Когда я вижу, что на его щеке появляется ямочка, я бормочу: – Библия не в счет.
Ямочка превращается в пропасть, в которую можно упасть и исчезнуть.
– Это ты так говоришь. Ложись.
Меня мягко толкают на спину. Пребывая в замешательстве, я смотрю в потолок, но не нахожу там ответов, вероятно, потому что потолки обычно не подходят для таких вещей.
Райан расстегивает мои джинсы и стягивает их с меня серьезным, деловым тоном, как будто я упрямый пациент, а он – моя многострадальная медсестра.
– Люди всё усложняют, – говорит он, перекидывая мои джинсы через плечо. Я замечаю, что он не так требователен к моей одежде, как к своей. – Если бы ты просто прислушивалась к своей интуиции, то в девяти случаях из десяти принимала бы правильные решения, не заламывая руки и не рвя на себе волосы. Твоя интуиция подскажет тебе, что нужно делать.
– За исключением того противного десятого раза. – Я зеваю, когда он натягивает одеяло до моего подбородка. Мои веки такие тяжелые. – Тогда тебе крышка.
Райан наклоняется и целует меня в лоб. Затем корчит лицо и вытирает губы.
– Оставайся тут, – приказывает он, как будто у меня есть выбор.
Он уходит. Я закрываю глаза и прислушиваюсь к шуму воды. Затем раздаются его шаги, Райан возвращается с мокрой мочалкой и начинает вытирать мне лицо.
– Это уж слишком, – протестую я, но без особого энтузиазма, потому что теплая влажная ткань восхитительно ощущается на моей покрытой запекшейся грязью коже. – Райан. Я не думаю, что смогу справиться с этим … Что бы это ни было. Мы… Ты доводишь меня до нервного срыва.
– Нет, ты справишься со всем сама, дорогая.

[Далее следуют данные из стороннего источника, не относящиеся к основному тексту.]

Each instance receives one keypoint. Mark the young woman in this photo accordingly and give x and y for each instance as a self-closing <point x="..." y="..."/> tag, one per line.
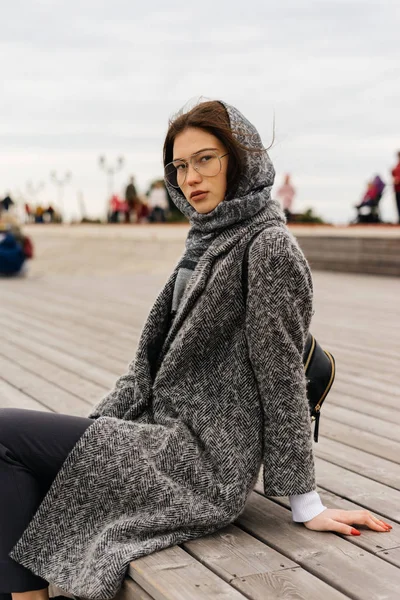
<point x="216" y="390"/>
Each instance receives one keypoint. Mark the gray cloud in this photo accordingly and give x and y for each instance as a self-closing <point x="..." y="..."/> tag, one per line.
<point x="80" y="78"/>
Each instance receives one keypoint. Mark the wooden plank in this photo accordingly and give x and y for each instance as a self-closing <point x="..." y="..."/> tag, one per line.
<point x="363" y="491"/>
<point x="47" y="394"/>
<point x="130" y="590"/>
<point x="173" y="574"/>
<point x="340" y="564"/>
<point x="358" y="461"/>
<point x="286" y="585"/>
<point x="31" y="361"/>
<point x="366" y="407"/>
<point x="12" y="397"/>
<point x="369" y="540"/>
<point x="255" y="569"/>
<point x="118" y="338"/>
<point x="95" y="321"/>
<point x="363" y="440"/>
<point x="362" y="422"/>
<point x="101" y="351"/>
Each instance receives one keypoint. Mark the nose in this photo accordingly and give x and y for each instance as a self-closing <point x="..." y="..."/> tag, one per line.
<point x="192" y="176"/>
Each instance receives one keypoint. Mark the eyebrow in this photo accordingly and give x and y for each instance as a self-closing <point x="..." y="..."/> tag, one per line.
<point x="202" y="150"/>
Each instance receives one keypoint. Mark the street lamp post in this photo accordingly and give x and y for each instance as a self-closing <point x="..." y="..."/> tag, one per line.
<point x="34" y="189"/>
<point x="110" y="171"/>
<point x="60" y="183"/>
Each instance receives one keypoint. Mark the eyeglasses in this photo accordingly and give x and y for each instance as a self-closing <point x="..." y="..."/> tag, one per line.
<point x="206" y="162"/>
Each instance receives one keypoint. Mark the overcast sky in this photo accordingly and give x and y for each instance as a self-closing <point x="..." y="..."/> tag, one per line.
<point x="80" y="79"/>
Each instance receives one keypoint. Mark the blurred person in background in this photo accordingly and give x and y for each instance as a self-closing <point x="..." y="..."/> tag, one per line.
<point x="7" y="203"/>
<point x="131" y="198"/>
<point x="115" y="208"/>
<point x="286" y="194"/>
<point x="368" y="209"/>
<point x="158" y="203"/>
<point x="15" y="247"/>
<point x="215" y="391"/>
<point x="396" y="184"/>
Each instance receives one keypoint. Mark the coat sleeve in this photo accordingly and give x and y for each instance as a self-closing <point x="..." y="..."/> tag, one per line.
<point x="120" y="399"/>
<point x="278" y="314"/>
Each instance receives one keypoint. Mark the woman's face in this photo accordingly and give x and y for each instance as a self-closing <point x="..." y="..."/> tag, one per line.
<point x="213" y="189"/>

Просто смирись с этим. Я обещаю, что всё получится. Господи, что это, типа, промышленная грязь? – Он трет сильнее.
– Пришлось убедиться, что… ну, ты знаешь… замаскировалась.

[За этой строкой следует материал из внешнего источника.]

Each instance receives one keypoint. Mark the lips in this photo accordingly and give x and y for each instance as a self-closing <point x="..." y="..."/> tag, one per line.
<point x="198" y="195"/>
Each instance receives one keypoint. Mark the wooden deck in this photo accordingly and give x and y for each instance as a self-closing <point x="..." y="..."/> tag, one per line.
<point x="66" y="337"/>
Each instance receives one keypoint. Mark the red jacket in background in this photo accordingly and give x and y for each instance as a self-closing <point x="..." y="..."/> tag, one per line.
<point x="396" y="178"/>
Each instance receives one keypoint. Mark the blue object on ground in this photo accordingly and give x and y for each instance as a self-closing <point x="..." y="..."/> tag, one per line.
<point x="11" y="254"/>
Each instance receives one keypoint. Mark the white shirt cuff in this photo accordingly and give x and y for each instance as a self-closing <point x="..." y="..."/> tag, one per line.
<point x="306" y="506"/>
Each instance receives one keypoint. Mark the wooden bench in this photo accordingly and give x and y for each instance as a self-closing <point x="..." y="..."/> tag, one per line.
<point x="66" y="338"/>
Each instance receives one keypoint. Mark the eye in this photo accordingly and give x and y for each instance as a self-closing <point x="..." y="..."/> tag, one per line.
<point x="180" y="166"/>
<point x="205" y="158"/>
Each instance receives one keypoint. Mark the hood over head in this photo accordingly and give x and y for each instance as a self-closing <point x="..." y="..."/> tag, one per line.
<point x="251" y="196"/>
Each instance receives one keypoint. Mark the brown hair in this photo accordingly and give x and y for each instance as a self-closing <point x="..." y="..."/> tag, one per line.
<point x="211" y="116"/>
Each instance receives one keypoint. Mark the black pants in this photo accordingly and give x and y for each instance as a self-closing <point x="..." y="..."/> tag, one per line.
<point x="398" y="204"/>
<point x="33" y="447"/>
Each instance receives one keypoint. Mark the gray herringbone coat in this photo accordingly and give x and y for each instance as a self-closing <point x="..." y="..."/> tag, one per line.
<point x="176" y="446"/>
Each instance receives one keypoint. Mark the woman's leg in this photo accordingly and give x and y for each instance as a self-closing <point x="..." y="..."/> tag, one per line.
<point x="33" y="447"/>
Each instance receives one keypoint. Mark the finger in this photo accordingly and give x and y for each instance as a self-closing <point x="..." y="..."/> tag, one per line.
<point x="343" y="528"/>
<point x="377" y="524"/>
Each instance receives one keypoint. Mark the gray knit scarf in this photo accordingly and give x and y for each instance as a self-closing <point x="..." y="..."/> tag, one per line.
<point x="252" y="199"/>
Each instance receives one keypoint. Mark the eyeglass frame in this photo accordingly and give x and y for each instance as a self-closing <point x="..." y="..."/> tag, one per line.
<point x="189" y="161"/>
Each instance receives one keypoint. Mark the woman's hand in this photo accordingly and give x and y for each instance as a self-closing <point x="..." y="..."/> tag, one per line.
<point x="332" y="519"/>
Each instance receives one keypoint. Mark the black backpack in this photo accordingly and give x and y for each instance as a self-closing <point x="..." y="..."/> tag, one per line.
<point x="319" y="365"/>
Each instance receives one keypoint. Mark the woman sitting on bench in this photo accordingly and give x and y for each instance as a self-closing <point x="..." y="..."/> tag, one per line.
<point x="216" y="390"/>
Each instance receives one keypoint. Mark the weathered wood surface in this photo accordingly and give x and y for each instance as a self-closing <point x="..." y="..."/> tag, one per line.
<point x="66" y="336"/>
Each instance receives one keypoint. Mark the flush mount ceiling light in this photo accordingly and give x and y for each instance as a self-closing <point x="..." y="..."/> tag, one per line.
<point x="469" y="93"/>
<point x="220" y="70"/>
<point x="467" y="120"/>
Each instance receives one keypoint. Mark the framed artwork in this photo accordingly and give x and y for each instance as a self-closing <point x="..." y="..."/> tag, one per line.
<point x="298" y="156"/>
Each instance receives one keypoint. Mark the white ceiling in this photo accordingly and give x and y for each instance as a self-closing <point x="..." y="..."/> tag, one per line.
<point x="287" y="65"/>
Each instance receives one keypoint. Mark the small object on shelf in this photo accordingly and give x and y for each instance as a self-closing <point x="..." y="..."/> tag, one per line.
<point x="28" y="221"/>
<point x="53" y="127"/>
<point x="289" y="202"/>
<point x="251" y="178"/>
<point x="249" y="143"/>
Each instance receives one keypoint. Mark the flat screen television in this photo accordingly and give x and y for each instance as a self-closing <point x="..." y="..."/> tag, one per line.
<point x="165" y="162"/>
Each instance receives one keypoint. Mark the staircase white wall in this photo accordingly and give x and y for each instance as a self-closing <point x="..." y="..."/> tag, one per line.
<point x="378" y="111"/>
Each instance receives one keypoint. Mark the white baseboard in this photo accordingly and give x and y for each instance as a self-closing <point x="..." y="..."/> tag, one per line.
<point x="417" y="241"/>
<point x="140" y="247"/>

– Да, что ж, ты получаешь золотую медаль за старания. Когда проснешься, мне придется затащить тебя в душ, чтобы смыть всё это дерьмо.
– Затащить? – говорю я, засыпая. – Звучит немного агрессивно, ковбой.
Он вздыхает, взъерошивая мои волосы.
– Всегда зацикливаешься не на том, – бормочет он себе под нос.
Я засыпаю под звук его дыхания и ощущаю, как его руки нежно гладят мое лицо.
***
Мне снятся горящие здания и пожарные машины со слишком короткими лестницами, чтобы спасать людей, свисающих из окон верхних этажей. Когда просыпаюсь, я вскакиваю, вся в поту, с бешено колотящимся сердцем, понятия не имея, где я.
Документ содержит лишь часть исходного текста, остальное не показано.